Ректор был последним, кто стал бы спорить. Более десяти лет сам епископ Олбани пытался как-то приблизить церковь в Кайаве к земле и сделать ее чем-то большим, чем частная капелла Баннермэнов. Элинор сражалась с епископом зубами и когтями, Она прекратила пожертвования разным протестантским благотворительным организациям, успешно лоббировала провозглашение церкви исторической достопримечательностью, и наконец подала на епископа в суд. И он уступил превосходящим силам противника. «Оставьте все как есть до тех пор, пока старая дама жива», — сообщил он юристам епархии.

Роберт Баннермэн подумал, что эта фраза вполне могла быть семейным девизом. Пока Элинор жива, ничто в Кайаве не должно меняться — слугам выплачивается жалованье еще долго после того, как от них не станет никакой пользы, стойла полны лошадей, хотя на них редко выезжают, десяток садовников заняты только сметанием с каждой дорожки палой листвы и веток, горничные прибирают спальни, которыми никогда не пользуются, и зажигают огонь в каминах, который никого не согревает…

Роберт неожиданно обнаружил, что ему трудно представить Кайаву без Элинор — и у него возникло подозрение, что он единственный член семьи, хотя бы попытавшийся это сделать. Его собственный отец почти до самого конца безропотно подчинялся желаниям Элинор, и Роберта мучило подозрение, а не была ли постыдная любовная связь отца его первой и, как оказалось, последней и роковой попыткой мятежа? Конечно, Сеси и Пат никогда не ставили под вопрос власть бабушки над семьей, и еще меньше, — этот ректор, терпеливо ожидавший ответа Роберта.

Роберт откашлялся.

— Учитывая обстоятельства смерти отца, казалось более разумным устроить частную церемонию. Президент, конечно, предлагал приехать, но бабушка решила, что мемориальная служба в Нью-Йорке будет более уместна, когда слухи утихнут…

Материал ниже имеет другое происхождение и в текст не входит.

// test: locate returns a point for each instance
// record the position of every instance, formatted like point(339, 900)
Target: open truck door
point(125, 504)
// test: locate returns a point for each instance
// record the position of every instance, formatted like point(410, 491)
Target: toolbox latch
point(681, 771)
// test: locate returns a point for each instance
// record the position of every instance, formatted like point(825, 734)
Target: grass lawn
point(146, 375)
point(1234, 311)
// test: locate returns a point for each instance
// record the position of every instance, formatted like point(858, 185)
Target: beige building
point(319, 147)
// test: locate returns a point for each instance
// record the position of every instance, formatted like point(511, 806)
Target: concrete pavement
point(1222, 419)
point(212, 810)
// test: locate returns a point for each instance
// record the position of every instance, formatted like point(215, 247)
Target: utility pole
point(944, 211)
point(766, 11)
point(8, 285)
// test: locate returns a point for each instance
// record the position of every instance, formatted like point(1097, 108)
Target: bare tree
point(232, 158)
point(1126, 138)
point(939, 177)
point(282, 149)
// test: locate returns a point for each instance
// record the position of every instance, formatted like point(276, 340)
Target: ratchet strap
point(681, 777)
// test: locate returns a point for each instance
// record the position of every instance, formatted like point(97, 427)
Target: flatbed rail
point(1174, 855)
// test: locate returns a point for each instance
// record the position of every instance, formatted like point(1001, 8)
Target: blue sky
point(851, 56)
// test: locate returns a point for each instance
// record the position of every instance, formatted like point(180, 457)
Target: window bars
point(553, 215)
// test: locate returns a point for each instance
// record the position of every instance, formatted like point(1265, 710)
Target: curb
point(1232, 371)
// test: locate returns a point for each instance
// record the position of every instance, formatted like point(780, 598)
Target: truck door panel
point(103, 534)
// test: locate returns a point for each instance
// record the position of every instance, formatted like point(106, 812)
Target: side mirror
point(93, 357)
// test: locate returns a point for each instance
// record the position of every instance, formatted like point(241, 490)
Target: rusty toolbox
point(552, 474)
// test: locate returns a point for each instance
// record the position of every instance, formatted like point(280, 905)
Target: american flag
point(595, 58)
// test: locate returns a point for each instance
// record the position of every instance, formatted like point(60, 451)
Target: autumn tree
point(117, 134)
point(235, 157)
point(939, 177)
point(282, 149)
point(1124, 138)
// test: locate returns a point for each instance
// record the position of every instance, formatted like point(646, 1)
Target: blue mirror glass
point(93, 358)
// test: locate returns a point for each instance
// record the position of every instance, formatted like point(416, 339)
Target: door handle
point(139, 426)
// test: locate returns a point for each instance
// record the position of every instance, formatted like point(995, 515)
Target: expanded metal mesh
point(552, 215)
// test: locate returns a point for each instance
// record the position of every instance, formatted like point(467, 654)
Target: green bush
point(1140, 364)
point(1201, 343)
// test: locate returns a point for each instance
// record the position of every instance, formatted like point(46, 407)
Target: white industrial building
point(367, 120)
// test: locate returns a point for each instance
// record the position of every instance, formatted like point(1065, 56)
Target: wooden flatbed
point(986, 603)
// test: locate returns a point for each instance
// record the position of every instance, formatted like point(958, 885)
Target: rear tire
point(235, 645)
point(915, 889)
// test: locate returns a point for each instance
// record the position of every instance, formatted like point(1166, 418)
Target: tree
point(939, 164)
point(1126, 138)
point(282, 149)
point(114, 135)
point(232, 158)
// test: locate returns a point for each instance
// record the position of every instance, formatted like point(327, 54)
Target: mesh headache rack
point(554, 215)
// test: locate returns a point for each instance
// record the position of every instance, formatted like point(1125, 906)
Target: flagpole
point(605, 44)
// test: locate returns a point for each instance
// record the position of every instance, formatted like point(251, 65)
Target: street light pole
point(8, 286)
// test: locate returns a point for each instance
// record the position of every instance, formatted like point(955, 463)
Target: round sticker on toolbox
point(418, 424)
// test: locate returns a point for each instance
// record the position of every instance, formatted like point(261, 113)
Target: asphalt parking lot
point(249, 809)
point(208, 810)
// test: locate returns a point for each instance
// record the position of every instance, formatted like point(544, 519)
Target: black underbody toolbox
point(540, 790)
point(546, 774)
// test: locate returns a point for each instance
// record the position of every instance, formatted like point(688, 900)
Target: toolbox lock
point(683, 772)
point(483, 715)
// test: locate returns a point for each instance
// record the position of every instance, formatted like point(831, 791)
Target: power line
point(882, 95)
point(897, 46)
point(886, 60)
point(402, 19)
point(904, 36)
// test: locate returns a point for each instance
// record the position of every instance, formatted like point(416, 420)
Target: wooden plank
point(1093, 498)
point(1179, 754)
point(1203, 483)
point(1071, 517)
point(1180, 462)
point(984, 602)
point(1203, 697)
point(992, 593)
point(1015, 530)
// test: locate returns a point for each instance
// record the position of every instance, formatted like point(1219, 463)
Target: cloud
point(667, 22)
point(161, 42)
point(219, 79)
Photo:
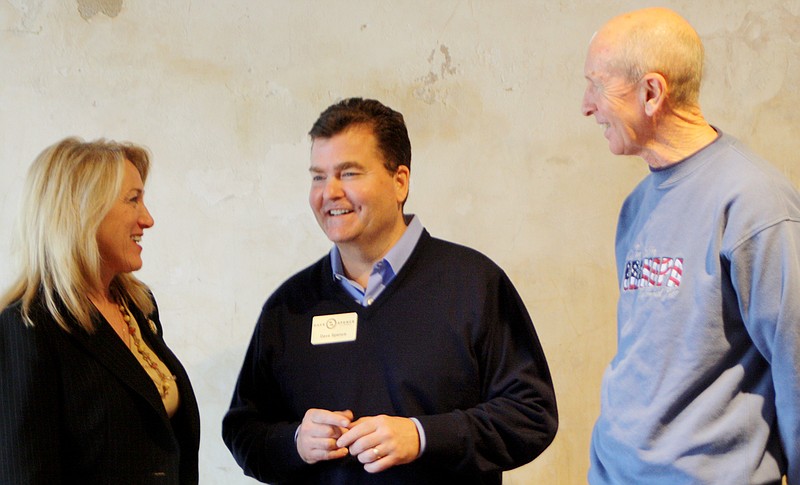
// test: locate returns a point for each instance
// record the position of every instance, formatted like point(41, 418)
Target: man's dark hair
point(387, 125)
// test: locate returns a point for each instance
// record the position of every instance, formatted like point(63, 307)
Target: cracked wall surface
point(223, 93)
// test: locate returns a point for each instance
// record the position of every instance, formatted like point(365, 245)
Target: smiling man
point(397, 358)
point(705, 386)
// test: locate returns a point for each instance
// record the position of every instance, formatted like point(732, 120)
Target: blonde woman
point(90, 392)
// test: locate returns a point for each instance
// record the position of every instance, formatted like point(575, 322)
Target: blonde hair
point(70, 188)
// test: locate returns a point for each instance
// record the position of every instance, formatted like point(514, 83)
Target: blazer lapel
point(109, 350)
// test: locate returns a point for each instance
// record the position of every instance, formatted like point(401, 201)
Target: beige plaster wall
point(223, 93)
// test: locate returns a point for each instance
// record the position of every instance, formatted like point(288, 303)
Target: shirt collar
point(397, 255)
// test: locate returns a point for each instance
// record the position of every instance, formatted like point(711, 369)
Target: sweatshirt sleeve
point(765, 271)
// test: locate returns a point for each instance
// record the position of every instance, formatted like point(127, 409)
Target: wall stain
point(90, 8)
point(427, 91)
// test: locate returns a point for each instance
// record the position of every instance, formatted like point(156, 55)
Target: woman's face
point(121, 230)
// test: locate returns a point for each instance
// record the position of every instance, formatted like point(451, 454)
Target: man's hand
point(381, 442)
point(317, 435)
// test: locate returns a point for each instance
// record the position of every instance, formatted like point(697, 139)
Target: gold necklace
point(140, 347)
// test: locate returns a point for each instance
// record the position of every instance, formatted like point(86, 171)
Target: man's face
point(613, 101)
point(356, 200)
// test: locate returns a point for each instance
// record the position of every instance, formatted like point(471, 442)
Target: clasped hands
point(379, 442)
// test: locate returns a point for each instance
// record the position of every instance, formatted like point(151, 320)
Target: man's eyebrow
point(339, 166)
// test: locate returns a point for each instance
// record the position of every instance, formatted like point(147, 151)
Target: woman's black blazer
point(79, 408)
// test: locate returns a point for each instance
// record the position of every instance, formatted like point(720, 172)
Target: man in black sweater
point(397, 357)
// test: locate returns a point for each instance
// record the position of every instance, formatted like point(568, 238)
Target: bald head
point(654, 40)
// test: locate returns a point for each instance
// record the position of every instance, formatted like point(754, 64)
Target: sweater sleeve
point(253, 429)
point(765, 271)
point(30, 447)
point(517, 419)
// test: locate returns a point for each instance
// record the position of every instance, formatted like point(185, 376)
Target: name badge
point(334, 329)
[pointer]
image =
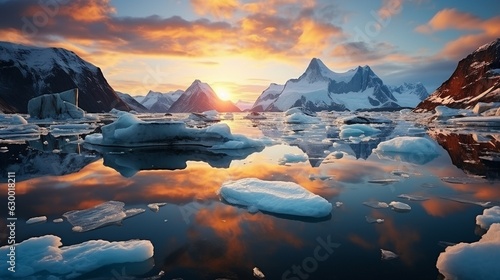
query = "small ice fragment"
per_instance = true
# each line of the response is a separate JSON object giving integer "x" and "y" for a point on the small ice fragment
{"x": 155, "y": 207}
{"x": 372, "y": 220}
{"x": 77, "y": 229}
{"x": 383, "y": 181}
{"x": 36, "y": 220}
{"x": 376, "y": 204}
{"x": 388, "y": 255}
{"x": 413, "y": 197}
{"x": 399, "y": 206}
{"x": 257, "y": 273}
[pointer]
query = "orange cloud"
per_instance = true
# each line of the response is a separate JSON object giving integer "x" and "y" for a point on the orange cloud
{"x": 217, "y": 8}
{"x": 446, "y": 19}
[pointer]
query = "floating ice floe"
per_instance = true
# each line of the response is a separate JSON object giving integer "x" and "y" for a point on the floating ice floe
{"x": 155, "y": 207}
{"x": 477, "y": 260}
{"x": 413, "y": 197}
{"x": 106, "y": 213}
{"x": 383, "y": 181}
{"x": 300, "y": 118}
{"x": 276, "y": 197}
{"x": 129, "y": 131}
{"x": 257, "y": 273}
{"x": 35, "y": 220}
{"x": 357, "y": 130}
{"x": 70, "y": 129}
{"x": 489, "y": 216}
{"x": 376, "y": 204}
{"x": 468, "y": 201}
{"x": 388, "y": 255}
{"x": 463, "y": 180}
{"x": 399, "y": 206}
{"x": 372, "y": 220}
{"x": 417, "y": 150}
{"x": 364, "y": 120}
{"x": 62, "y": 105}
{"x": 46, "y": 254}
{"x": 293, "y": 158}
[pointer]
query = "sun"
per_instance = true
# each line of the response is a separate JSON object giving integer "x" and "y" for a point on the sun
{"x": 223, "y": 93}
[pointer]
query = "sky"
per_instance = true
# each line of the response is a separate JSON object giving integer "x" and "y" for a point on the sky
{"x": 239, "y": 47}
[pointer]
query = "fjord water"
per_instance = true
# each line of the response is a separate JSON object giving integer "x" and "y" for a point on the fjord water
{"x": 196, "y": 235}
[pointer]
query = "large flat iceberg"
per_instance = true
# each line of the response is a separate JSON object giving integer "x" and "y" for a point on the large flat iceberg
{"x": 46, "y": 254}
{"x": 130, "y": 131}
{"x": 417, "y": 150}
{"x": 276, "y": 197}
{"x": 477, "y": 260}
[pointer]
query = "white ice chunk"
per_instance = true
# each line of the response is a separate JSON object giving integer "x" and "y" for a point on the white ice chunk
{"x": 477, "y": 260}
{"x": 399, "y": 206}
{"x": 489, "y": 216}
{"x": 276, "y": 197}
{"x": 376, "y": 204}
{"x": 106, "y": 213}
{"x": 257, "y": 273}
{"x": 301, "y": 118}
{"x": 292, "y": 158}
{"x": 372, "y": 220}
{"x": 47, "y": 254}
{"x": 388, "y": 255}
{"x": 414, "y": 197}
{"x": 36, "y": 220}
{"x": 356, "y": 130}
{"x": 155, "y": 207}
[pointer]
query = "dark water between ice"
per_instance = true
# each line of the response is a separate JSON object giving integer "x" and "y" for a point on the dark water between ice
{"x": 196, "y": 236}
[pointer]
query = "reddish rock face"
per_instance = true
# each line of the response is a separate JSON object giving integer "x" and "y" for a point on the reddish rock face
{"x": 476, "y": 79}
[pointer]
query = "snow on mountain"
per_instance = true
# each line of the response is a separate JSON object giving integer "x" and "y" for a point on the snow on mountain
{"x": 409, "y": 94}
{"x": 27, "y": 72}
{"x": 132, "y": 102}
{"x": 476, "y": 79}
{"x": 200, "y": 97}
{"x": 319, "y": 88}
{"x": 158, "y": 102}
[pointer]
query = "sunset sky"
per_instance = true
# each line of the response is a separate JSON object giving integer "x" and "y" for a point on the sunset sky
{"x": 240, "y": 46}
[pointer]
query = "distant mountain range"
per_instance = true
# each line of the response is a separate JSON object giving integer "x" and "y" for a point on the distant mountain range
{"x": 27, "y": 72}
{"x": 319, "y": 88}
{"x": 476, "y": 79}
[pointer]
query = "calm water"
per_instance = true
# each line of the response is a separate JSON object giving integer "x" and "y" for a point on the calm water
{"x": 197, "y": 236}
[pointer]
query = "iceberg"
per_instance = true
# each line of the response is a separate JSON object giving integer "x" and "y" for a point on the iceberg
{"x": 388, "y": 255}
{"x": 130, "y": 131}
{"x": 399, "y": 206}
{"x": 489, "y": 216}
{"x": 276, "y": 197}
{"x": 62, "y": 105}
{"x": 376, "y": 204}
{"x": 477, "y": 260}
{"x": 35, "y": 220}
{"x": 47, "y": 254}
{"x": 106, "y": 213}
{"x": 416, "y": 150}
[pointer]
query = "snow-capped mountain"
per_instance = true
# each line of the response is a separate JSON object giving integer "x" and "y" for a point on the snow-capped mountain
{"x": 319, "y": 88}
{"x": 200, "y": 97}
{"x": 158, "y": 102}
{"x": 476, "y": 79}
{"x": 409, "y": 94}
{"x": 27, "y": 72}
{"x": 131, "y": 102}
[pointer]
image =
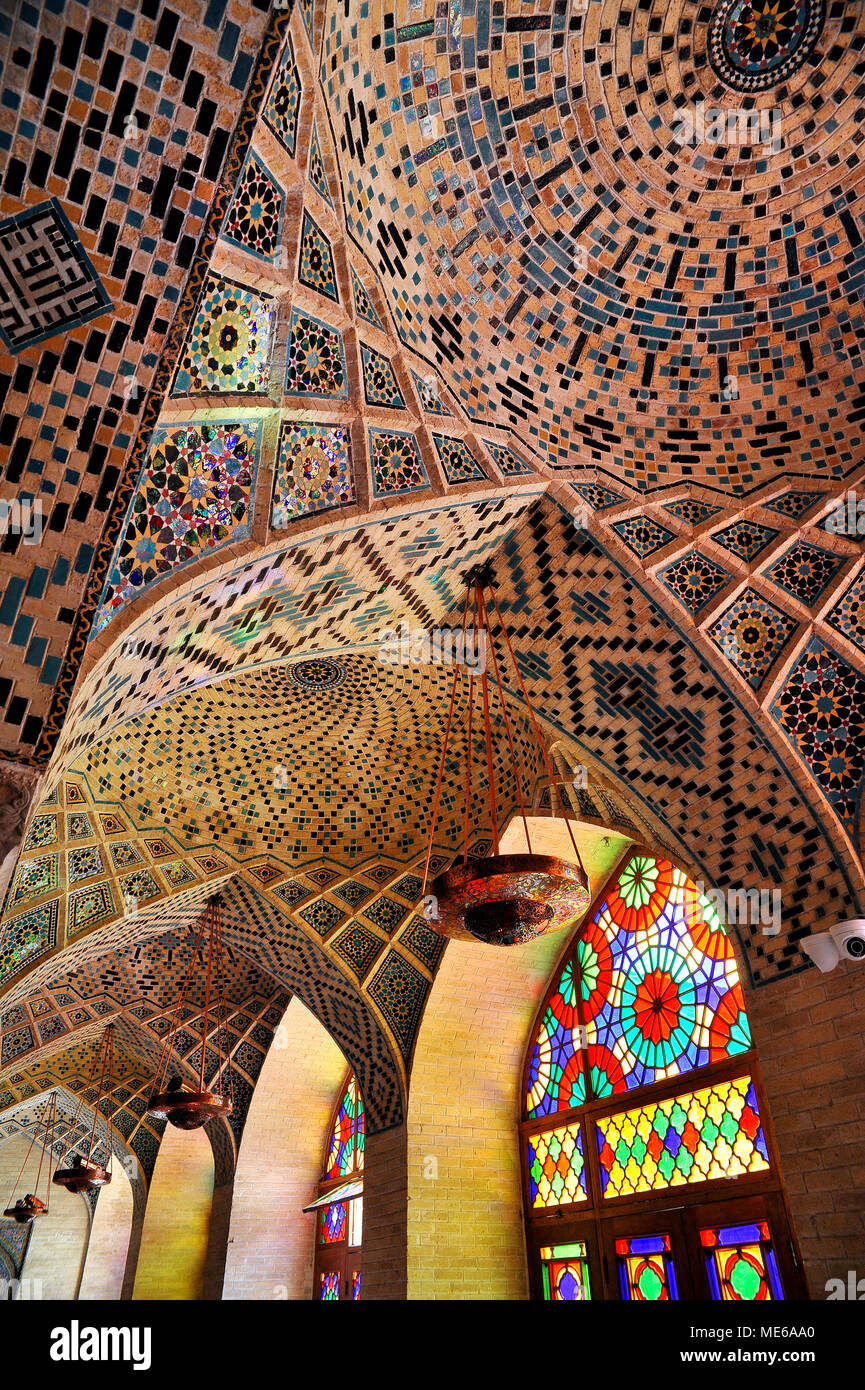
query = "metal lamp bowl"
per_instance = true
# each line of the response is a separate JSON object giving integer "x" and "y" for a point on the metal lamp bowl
{"x": 508, "y": 900}
{"x": 188, "y": 1109}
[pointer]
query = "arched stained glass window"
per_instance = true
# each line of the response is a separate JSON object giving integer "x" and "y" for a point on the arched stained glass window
{"x": 345, "y": 1154}
{"x": 641, "y": 1077}
{"x": 340, "y": 1204}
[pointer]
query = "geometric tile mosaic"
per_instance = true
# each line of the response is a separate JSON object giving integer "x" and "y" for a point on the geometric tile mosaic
{"x": 316, "y": 266}
{"x": 643, "y": 535}
{"x": 694, "y": 578}
{"x": 751, "y": 633}
{"x": 849, "y": 613}
{"x": 822, "y": 712}
{"x": 46, "y": 281}
{"x": 455, "y": 458}
{"x": 805, "y": 571}
{"x": 193, "y": 496}
{"x": 746, "y": 538}
{"x": 316, "y": 359}
{"x": 380, "y": 384}
{"x": 284, "y": 100}
{"x": 27, "y": 937}
{"x": 255, "y": 217}
{"x": 228, "y": 344}
{"x": 313, "y": 470}
{"x": 397, "y": 463}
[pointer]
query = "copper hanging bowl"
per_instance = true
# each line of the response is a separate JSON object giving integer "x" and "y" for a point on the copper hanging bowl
{"x": 188, "y": 1109}
{"x": 25, "y": 1208}
{"x": 84, "y": 1176}
{"x": 508, "y": 900}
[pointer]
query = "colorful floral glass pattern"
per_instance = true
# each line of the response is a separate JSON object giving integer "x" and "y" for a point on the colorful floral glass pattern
{"x": 849, "y": 616}
{"x": 565, "y": 1272}
{"x": 228, "y": 344}
{"x": 397, "y": 463}
{"x": 380, "y": 384}
{"x": 313, "y": 470}
{"x": 645, "y": 1269}
{"x": 255, "y": 218}
{"x": 689, "y": 1139}
{"x": 556, "y": 1168}
{"x": 363, "y": 305}
{"x": 316, "y": 359}
{"x": 751, "y": 634}
{"x": 456, "y": 459}
{"x": 822, "y": 712}
{"x": 643, "y": 535}
{"x": 333, "y": 1223}
{"x": 741, "y": 1264}
{"x": 28, "y": 936}
{"x": 193, "y": 496}
{"x": 345, "y": 1151}
{"x": 694, "y": 580}
{"x": 746, "y": 538}
{"x": 805, "y": 571}
{"x": 659, "y": 994}
{"x": 284, "y": 100}
{"x": 316, "y": 267}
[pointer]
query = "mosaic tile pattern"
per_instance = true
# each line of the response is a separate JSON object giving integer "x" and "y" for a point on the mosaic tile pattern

— Разумеется, — сказал ректор с благостной улыбкой. Элинор была его хлебом и маслом. Если бы она предложила провести заупокойную службу на языке суахили или на вершине Эмпайр Стейт Билдинг, ректор и тогда бы нашел возможность это одобрить.

— Кто-нибудь говорил с молодой женщиной? — спросил Эммет де Витт. Он вырос среди своих кузенов, детей Баннермэна. Очень неуклюжий в детстве, он был вечной жертвой Роберта во всевозможных играх и бесконечных розыгрышах. И теперь он сам получал особое удовольствие, затрагивая тему, несомненно, самую болезненную для Роберта.

Роберт одарил его холодным взглядом, настолько напомнившем Эммету о детстве, что он на миг пожалел о своем вопросе.

— Твой отец разговаривал с ней, Эм. От него я понял, что она — весьма крутая малышка.

— Мой отец это сказал?

— Ну, не дословно. Но у него было впечатление, что она совершенно невозмутима. Ни слезы не пролила! Не совсем обычно для молодой женщины двадцати четырех лет, стоящей над трупом своего любовника, не правда ли?